Yes, you do not have to have completed your degree by the application deadline. However, the degree must be completed by the time the fellowship begins (Summer 2017).
I am not a US citizen. Can I apply for the fellowship?
This program is open only to US citizens and permanent residents. Acceptance into the fellowship program is contingent on proof of citizenship or permanent residency.
Who should write the letters of recommendation for my application?
Ideally your letters of recommendation should be written by individuals who can provide personalized commentary on your laboratory skills, education and interests. Appropriate references include professors, laboratory supervisors and other employers.
Will I receive notification that my application was receive by APHL?
Yes, APHL will confirm receipt of all applications by email. However, it is the applicant's responsibility to ensure his/her application is complete and all documents are uploaded by the application deadline. Additionally please allow plenty of time for your references to submit their letters to APHL by the February 28 deadline.
What is the criteria by which my application will be reviewed?
Each complete application will be reviewed by several members of the selection committee. The selection committee includes representatives from APHL and its member laboratories, CDC staff and affiliates, and previous program mentors and fellows. Applications are evaluated based academic achievement, work experience, the personal narrative and letters of recommendation.
What are the public health laboratory core competencies?
The Competency Guidelines for Public Health Laboratory Professionals outline the knowledge, skills, and abilities necessary for public health laboratory (PHL) professionals to deliver the core services of PHLs efficiently and effectively.
Where are the host laboratories located, and can I choose my assignment?
The host laboratory for the Drug Resistant Tuberculosis Track is the Microbial Disease Laboratory of the California Department of Public Health which is located in Richmond, CA.
The host laboratories for the Antibiotic Resistance Laboratory Network Track are:
- Maryland Public Health Laboratory (Baltimore, MD)
- Minnesota Department of Health Public Laboratory (St. Paul, MN)
- Tennessee State Public Health Laboratory (Nashville)
- Texas Department of State Health Services Laboratory (Austin, TX)
- Wadsworth Center (Albany, NY)
- Washington State Public Health Laboratories (Shoreline, WA)
- Wisconsin State Laboratory of Hygiene (Madison, WI)
Applicants have the option of selecting which track(s) and laboratories they wish to be considered for during the application process. Applicants may apply to all eight laboratories if they wish. During the review process APHL will attempt to match fellows with one of their desired locations. APHL cannot guarantee any particular geographic placement, and fellows must be willing to relocate. For this reason, applicants are encouraged to only select locations they are willing to work at.
Will my relocating costs be reimbursed by APHL?
Yes, APHL will reimburse travel costs to the host laboratory up to $1200. Any expense over the $1200 limit will be the responsibility of the fellow.
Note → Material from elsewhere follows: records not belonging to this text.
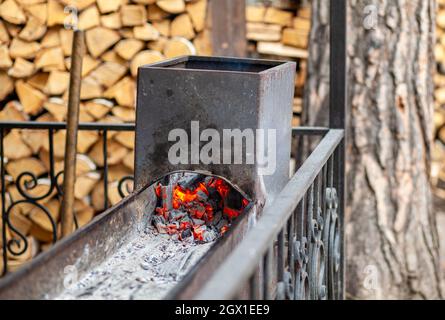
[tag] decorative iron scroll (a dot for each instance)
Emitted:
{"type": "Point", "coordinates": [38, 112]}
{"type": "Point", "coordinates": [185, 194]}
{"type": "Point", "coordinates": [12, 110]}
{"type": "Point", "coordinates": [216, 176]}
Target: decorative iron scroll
{"type": "Point", "coordinates": [27, 182]}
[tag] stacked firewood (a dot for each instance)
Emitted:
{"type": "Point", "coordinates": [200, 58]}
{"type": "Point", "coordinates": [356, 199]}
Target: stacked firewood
{"type": "Point", "coordinates": [35, 49]}
{"type": "Point", "coordinates": [438, 165]}
{"type": "Point", "coordinates": [280, 30]}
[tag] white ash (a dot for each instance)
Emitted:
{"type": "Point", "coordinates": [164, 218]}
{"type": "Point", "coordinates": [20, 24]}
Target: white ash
{"type": "Point", "coordinates": [146, 268]}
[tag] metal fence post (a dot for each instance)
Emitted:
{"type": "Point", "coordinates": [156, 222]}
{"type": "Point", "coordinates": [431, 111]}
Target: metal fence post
{"type": "Point", "coordinates": [337, 107]}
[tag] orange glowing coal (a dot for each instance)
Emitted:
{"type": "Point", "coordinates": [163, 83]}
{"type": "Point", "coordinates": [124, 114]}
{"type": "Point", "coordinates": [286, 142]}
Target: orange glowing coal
{"type": "Point", "coordinates": [199, 211]}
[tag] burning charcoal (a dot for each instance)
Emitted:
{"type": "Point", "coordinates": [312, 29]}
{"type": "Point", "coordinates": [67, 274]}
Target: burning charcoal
{"type": "Point", "coordinates": [202, 196]}
{"type": "Point", "coordinates": [209, 235]}
{"type": "Point", "coordinates": [189, 181]}
{"type": "Point", "coordinates": [198, 222]}
{"type": "Point", "coordinates": [198, 211]}
{"type": "Point", "coordinates": [167, 197]}
{"type": "Point", "coordinates": [145, 266]}
{"type": "Point", "coordinates": [177, 215]}
{"type": "Point", "coordinates": [217, 218]}
{"type": "Point", "coordinates": [160, 224]}
{"type": "Point", "coordinates": [186, 233]}
{"type": "Point", "coordinates": [172, 228]}
{"type": "Point", "coordinates": [234, 200]}
{"type": "Point", "coordinates": [222, 223]}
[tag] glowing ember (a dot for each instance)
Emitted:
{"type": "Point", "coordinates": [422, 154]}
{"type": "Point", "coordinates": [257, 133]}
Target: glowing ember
{"type": "Point", "coordinates": [197, 207]}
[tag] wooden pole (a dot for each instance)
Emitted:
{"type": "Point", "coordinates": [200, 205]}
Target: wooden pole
{"type": "Point", "coordinates": [71, 134]}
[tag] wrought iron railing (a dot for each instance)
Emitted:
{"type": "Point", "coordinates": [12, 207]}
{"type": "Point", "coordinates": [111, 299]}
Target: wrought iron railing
{"type": "Point", "coordinates": [295, 249]}
{"type": "Point", "coordinates": [27, 181]}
What types of training do the fellows receive? What do they do in the host laboratories?
Fellows in the Antimicrobial Resistance program will have the opportunity to train and gain experience in a variety of AR activities.
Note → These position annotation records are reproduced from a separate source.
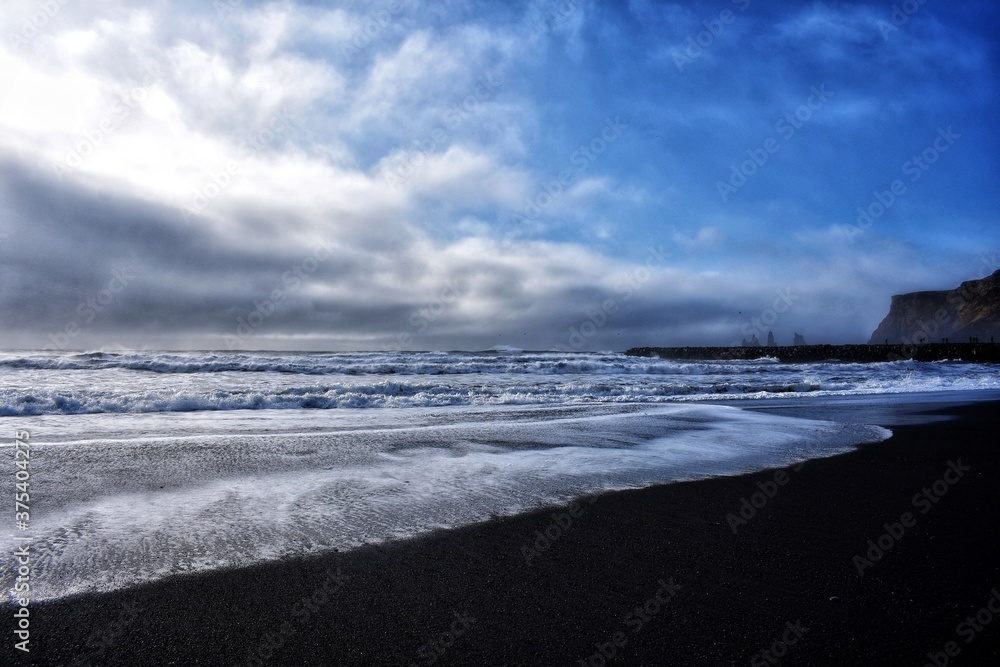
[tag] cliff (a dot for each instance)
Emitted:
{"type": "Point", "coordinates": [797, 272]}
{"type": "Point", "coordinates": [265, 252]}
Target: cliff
{"type": "Point", "coordinates": [971, 310]}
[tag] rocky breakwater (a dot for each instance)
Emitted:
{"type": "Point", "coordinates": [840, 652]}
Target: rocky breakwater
{"type": "Point", "coordinates": [980, 352]}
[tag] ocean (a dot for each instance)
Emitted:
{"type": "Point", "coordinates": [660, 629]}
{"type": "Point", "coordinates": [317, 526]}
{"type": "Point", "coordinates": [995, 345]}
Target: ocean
{"type": "Point", "coordinates": [151, 464]}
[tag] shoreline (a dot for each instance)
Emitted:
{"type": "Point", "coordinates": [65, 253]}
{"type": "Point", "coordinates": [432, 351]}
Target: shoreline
{"type": "Point", "coordinates": [987, 352]}
{"type": "Point", "coordinates": [648, 575]}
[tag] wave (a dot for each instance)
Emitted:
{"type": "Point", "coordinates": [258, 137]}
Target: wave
{"type": "Point", "coordinates": [506, 361]}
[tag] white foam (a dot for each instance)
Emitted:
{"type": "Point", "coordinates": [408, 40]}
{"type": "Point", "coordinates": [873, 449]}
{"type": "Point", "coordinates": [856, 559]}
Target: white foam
{"type": "Point", "coordinates": [126, 505]}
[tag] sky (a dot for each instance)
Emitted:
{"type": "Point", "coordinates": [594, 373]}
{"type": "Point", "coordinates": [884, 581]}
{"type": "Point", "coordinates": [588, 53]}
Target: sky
{"type": "Point", "coordinates": [545, 174]}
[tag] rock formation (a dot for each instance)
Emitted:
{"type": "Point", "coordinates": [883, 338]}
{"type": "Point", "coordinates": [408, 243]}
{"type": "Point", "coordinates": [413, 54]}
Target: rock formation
{"type": "Point", "coordinates": [972, 311]}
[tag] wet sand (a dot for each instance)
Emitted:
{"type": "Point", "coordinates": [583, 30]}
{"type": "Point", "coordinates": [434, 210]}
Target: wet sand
{"type": "Point", "coordinates": [665, 575]}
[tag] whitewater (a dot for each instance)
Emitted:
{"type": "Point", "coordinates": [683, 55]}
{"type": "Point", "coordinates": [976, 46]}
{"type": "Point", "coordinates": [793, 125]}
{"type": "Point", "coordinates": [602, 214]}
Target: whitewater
{"type": "Point", "coordinates": [153, 464]}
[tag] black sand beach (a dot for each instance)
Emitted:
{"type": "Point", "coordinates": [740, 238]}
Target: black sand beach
{"type": "Point", "coordinates": [787, 582]}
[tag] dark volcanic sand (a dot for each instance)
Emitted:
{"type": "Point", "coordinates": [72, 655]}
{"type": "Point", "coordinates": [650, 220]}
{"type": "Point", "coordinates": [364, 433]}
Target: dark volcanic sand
{"type": "Point", "coordinates": [737, 591]}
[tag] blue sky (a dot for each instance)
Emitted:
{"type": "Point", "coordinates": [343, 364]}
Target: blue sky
{"type": "Point", "coordinates": [415, 175]}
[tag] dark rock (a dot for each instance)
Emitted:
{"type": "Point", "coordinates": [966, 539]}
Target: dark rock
{"type": "Point", "coordinates": [970, 312]}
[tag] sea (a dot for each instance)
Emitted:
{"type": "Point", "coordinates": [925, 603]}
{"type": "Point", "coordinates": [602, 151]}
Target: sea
{"type": "Point", "coordinates": [145, 465]}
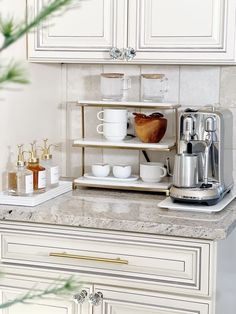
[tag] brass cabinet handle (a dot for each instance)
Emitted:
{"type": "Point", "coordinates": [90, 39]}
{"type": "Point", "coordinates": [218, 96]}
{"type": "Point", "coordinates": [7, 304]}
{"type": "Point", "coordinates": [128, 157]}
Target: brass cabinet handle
{"type": "Point", "coordinates": [80, 297]}
{"type": "Point", "coordinates": [95, 299]}
{"type": "Point", "coordinates": [91, 258]}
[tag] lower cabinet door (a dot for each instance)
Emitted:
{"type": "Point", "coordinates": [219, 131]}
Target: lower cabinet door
{"type": "Point", "coordinates": [48, 305]}
{"type": "Point", "coordinates": [111, 300]}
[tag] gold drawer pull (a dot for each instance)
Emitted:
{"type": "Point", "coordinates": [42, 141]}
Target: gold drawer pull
{"type": "Point", "coordinates": [90, 258]}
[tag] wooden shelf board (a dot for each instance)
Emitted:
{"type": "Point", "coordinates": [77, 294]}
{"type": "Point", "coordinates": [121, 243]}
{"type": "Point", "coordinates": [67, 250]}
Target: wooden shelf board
{"type": "Point", "coordinates": [131, 104]}
{"type": "Point", "coordinates": [134, 143]}
{"type": "Point", "coordinates": [162, 187]}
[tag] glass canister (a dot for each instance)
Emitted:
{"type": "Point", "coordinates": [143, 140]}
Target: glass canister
{"type": "Point", "coordinates": [113, 86]}
{"type": "Point", "coordinates": [154, 87]}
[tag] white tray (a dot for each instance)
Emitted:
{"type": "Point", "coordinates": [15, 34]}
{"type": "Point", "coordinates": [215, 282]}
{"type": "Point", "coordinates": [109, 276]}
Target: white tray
{"type": "Point", "coordinates": [64, 187]}
{"type": "Point", "coordinates": [169, 204]}
{"type": "Point", "coordinates": [135, 143]}
{"type": "Point", "coordinates": [135, 185]}
{"type": "Point", "coordinates": [111, 178]}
Possible projects fellows may work on include: detection of carbapenem-resistant Enterobacteriaceae (CRE) and its phenotypic and molecular characterization; conducting antimicrobial susceptibility testing, molecular testing and molecular detection of resistance mechanisms for new, unusual or emerging AR threats; proteomic identification of pathogenic organisms by mass spectrometry; conducting CDC-directed specialized sentinel surveillance programs of critical AR threat organisms.
What happens after I complete the fellowship?
Some APHL fellows accept temporary or permanent positions in their host laboratories following completion of the fellowship program. Others pursue advanced degrees, employment opportunities at academic or private laboratories, other research fellowships, and positions in health-related private industry or non-profit health-related organizations. There is no guarantee of employment at the host laboratory, APHL or CDC following completion of the fellowship program.